We also have a video available on our YouTube channel where you can see how we got this target from beginning to end. Scroll down for more info.

IC 443 in narrowband using the Meade 70mm APO and the ZWO ASI 1600MM

GEAR USED:

Camera: ZWO ASI 1600MM

Telescope: Meade 70mm APO

Mount: Orion Atlas EQ-G

Guiding: ZWO ASI 290MM Mini

Acquisition: ZWO ASIAIR

Power: Pegasus Astro Pocket Powerbox

Processing: Pixinsight

ACQUISITION DETAILS:

Total Exposure Time: 4.8 hours

Exposure Time per frame: 5 minutes

Filters: Ha (22)/Sii (18)/Oiii (18)

Gain: 139

How to find the Jellyfish Nebula?

The Jellyfish Nebula is way too faint to be visible with the unaided eye, but you may be able to roughly spot it using a pair of binoculars, only if you are in a location far from light pollution.

Small telescope should reveal the brightest part of the nebula, although the use of a filter is strongly recommended.

The Jellyfish nebula is located in the constellation Gemini and is pretty easy to find by using the star- hopping technique. If you are familiar with the shape of this constellation (2 human twins), then IC 443 can be found near the foot of Castor. If observing with binoculars, you might also spot the Messier cluster M35 in the same field of view!

Cool Facts about the Jellyfish Nebula

• One of the most studied supernova remnants in the night sky

• Located 5,000 light years away from Earth

• Supernova created a Neutron Star within

Processing of the Jellyfish Nebula

Processing the Jellyfish Nebula was more difficult than I anticipated. Although we had almost 5 hours of data, there was still some noise that was hard to get rid of throughout the image. I was also expecting more of the faint gas on the top and left side to be visible.

You can get our full PixInsight workflow HERE.

When stacking the filters together, I wasn't sure if I should process the Hubble Palette (SHO), or go another route with either OHS (left) or HSO (right) combinations. I decided to process the Hubble Palette combination, but am determined to go back to PixInsight and give HSO a try soon. I will update this post with the new image when it is done! [Update: Scroll down to see the result!].

What did each narrowband channel look like?

Below you can see what each stacked frames looks like for each narrowband channel. We used three filters to capture the Jellyfish Nebula:

• Hydrogen Alpha (left)

• Sulfur II (center)

• Oxygen III (right)

The Hydrogen Alpha is, as (almost) always, the filter that shows the most data. The Sulfur II filter only revealed some of the very faint detail on the outer edge of the Jellyfish.

Visit our Channel Signal Index page to see how ALL deep-sky objects look through each filter.

The Jellyfish Nebula in HSO

As mentioned earlier, I decided to not only process IC 443 in the Hubble Palette combination, but also in HSO. In this palette, Hydrogen Alpha is set to Red, Sulfur II is set to Green and Oxygen III is set to blue.
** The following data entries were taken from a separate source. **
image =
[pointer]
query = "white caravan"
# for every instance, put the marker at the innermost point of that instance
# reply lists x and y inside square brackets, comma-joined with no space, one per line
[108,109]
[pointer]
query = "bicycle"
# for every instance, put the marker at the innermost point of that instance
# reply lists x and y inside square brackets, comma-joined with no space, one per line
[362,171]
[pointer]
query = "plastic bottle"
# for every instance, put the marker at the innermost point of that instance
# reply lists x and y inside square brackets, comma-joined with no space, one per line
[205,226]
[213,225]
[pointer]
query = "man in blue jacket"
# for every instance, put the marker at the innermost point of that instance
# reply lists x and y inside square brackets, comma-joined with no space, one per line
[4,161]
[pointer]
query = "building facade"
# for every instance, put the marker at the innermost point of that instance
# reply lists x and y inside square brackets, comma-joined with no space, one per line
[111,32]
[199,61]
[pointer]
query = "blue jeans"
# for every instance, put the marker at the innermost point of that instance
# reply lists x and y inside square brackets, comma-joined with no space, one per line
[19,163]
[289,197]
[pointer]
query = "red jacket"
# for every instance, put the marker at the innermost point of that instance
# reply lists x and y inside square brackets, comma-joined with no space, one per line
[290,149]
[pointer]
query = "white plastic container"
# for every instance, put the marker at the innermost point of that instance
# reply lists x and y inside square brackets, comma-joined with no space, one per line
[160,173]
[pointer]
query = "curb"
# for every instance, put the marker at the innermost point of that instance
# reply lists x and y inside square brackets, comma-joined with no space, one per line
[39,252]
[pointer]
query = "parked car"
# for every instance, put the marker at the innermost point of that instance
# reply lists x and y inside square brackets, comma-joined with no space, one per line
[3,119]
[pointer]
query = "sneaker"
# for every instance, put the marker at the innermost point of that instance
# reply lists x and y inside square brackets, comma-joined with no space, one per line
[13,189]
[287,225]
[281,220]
In short, the difference between this and the Hubble Palette combination is that the Reds and Greens are switched.

You can see the result below! Which one do you prefer, the Hubble style version or this one? Let us know in the comments!

Our video about capturing the Jellyfish Nebula

If you'd like to learn more about how Antoine found a new place to image from and how he captured the Jellyfish Nebula with the Meade 70mm telescope, you can watch the video below!

Final Thoughts

The Jellyfish Nebula was trickier than I thought. I was expecting almost 5 hours of data to be more than enough from a Bortle 4 zone, but it appears that we should have doubled that amount to get a really nice image. We usually spend 3 hours of total exposure on most of our targets, but this Jellyfish does not like to be photographed that easy!

We will keep this data on our computer until next year when we can hopefully add several hours to it with the same equipment.

Have you captured the Jellyfish Nebula? Attach your image in the comments and let us know your acquisition details!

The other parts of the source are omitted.